While the reference to ice off the northern coast of Ireland is most likely to have been off the northern coast of Iceland it is interesting to note that Capt. James Ross of both Arctic and Antarctic expeditions recorded ice off the Faroe Islands in January 1836. In July 1902 lobster fishermen off Mull in Western Scotland noted a 40 foot long piece of pack ice, and that’s not far from Ireland.

Lyle
September 16, 2014 6:54 pm

tty
I heard a reference to Hat Island but then I read of the island where the recent artifacts were found being of a low profile. Hat Island has a fairly high hill on it and is the site of one of the North Warning Systems remotely operated radar stations. The truth will out in due course. If the Parks Canada divers are pushed off the site by returning winter it would make sense to set up a dive station in the spring (June up there).

brad.bad@mail.com
September 17, 2014 12:53 am

Thanks Dr Ball, interesting reading.

Lyle
September 17, 2014 6:46 am

tty
Further to my Sept 16 comment. The article I read was by Paul Watson in the Toronto Star Sept 09 and tells how helicopter pilot Stirling found the “boat davit” on a SMALL FLAT ISLAND. The sonar search near that find found the sunken ship. Several previous searches have been made on and around O’Reilly Island over many years but there are many small islands north of O’Reilly as far as Kirkwall Island that are probable candidates . Hat Island is several miles west and doesn’t fit Watson’s descrition.
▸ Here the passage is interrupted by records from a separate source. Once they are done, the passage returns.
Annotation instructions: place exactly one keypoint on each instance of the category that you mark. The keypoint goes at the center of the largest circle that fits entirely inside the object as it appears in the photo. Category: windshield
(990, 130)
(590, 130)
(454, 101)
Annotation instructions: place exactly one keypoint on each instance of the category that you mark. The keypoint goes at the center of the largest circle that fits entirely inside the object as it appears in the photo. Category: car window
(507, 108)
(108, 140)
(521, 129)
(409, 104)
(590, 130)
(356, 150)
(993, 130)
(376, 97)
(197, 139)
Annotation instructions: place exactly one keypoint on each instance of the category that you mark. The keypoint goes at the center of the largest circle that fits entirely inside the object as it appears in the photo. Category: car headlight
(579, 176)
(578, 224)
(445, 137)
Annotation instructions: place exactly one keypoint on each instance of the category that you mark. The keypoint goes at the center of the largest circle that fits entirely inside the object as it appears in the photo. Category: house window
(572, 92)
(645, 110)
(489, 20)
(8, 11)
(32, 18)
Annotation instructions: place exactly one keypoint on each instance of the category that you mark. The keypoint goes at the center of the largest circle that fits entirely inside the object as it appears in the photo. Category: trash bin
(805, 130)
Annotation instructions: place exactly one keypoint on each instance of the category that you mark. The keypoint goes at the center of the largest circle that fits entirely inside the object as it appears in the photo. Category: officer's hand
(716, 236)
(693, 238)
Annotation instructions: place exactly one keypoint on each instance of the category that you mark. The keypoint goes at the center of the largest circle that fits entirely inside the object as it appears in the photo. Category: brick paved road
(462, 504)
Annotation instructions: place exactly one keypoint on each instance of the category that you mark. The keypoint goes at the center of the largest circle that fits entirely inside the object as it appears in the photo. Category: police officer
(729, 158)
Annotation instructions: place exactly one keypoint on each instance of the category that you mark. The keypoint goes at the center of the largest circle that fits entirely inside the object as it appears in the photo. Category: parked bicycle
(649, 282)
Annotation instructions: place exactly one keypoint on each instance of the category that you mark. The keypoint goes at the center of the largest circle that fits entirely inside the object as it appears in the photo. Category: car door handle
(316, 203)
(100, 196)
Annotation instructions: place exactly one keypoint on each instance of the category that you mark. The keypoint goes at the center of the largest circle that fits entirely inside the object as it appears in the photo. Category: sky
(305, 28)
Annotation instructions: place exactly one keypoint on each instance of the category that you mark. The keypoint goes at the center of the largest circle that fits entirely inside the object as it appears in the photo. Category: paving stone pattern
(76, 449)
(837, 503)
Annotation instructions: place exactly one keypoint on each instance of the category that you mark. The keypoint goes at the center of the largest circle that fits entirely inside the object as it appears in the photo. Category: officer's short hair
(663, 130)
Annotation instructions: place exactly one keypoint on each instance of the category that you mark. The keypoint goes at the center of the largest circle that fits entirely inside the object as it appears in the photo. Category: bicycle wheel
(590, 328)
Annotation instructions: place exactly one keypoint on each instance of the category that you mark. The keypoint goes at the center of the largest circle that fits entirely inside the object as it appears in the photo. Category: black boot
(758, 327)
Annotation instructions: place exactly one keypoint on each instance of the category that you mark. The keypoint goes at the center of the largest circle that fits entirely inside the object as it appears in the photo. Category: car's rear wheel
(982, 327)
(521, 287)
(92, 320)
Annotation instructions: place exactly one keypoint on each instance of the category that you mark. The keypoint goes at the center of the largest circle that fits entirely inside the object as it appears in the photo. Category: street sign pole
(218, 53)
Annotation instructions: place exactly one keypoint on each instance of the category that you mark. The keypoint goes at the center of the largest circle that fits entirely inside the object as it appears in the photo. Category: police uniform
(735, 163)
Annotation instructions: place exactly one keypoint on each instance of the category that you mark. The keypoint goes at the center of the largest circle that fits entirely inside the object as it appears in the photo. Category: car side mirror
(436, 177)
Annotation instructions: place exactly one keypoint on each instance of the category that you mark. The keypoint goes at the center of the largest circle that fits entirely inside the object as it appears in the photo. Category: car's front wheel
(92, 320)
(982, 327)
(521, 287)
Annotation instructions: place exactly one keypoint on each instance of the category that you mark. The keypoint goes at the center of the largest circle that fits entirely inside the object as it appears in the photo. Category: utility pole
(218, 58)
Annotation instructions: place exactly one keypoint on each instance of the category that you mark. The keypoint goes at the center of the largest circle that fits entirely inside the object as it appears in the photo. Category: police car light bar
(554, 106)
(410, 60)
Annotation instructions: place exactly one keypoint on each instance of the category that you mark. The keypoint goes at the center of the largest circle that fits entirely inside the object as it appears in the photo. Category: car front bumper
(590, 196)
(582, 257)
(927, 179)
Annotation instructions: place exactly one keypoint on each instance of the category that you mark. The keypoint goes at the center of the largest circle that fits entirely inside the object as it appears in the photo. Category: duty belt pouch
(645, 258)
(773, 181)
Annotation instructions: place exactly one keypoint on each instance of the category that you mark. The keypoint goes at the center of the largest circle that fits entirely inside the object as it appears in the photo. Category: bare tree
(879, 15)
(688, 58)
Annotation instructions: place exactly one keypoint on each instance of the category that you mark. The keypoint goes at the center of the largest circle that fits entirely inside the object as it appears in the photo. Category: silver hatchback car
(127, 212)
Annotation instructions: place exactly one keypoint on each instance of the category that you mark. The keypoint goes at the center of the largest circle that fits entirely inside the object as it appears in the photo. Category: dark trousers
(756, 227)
September 17, 2014 8:29 am

Dr. Ball: The reason I ask is Capt. Cook reported pack ice “10 or 12 feet high” north of the Bering Strait in August of 1778. Has anything like that been found in recent years? –AGF

September 18, 2014 12:05 pm

Jennylinde is the eye site between Cambridge and what we called sheppard a bay in 1955/1960 on the DEW line at that time. 10 to 12 foot sea ice was not uncommon.

Reply to  Ed Bray
September 22, 2014 7:28 am

Are you referring to total thickness or height above the water? Cook’s ice would have been close to a hundred feet thick.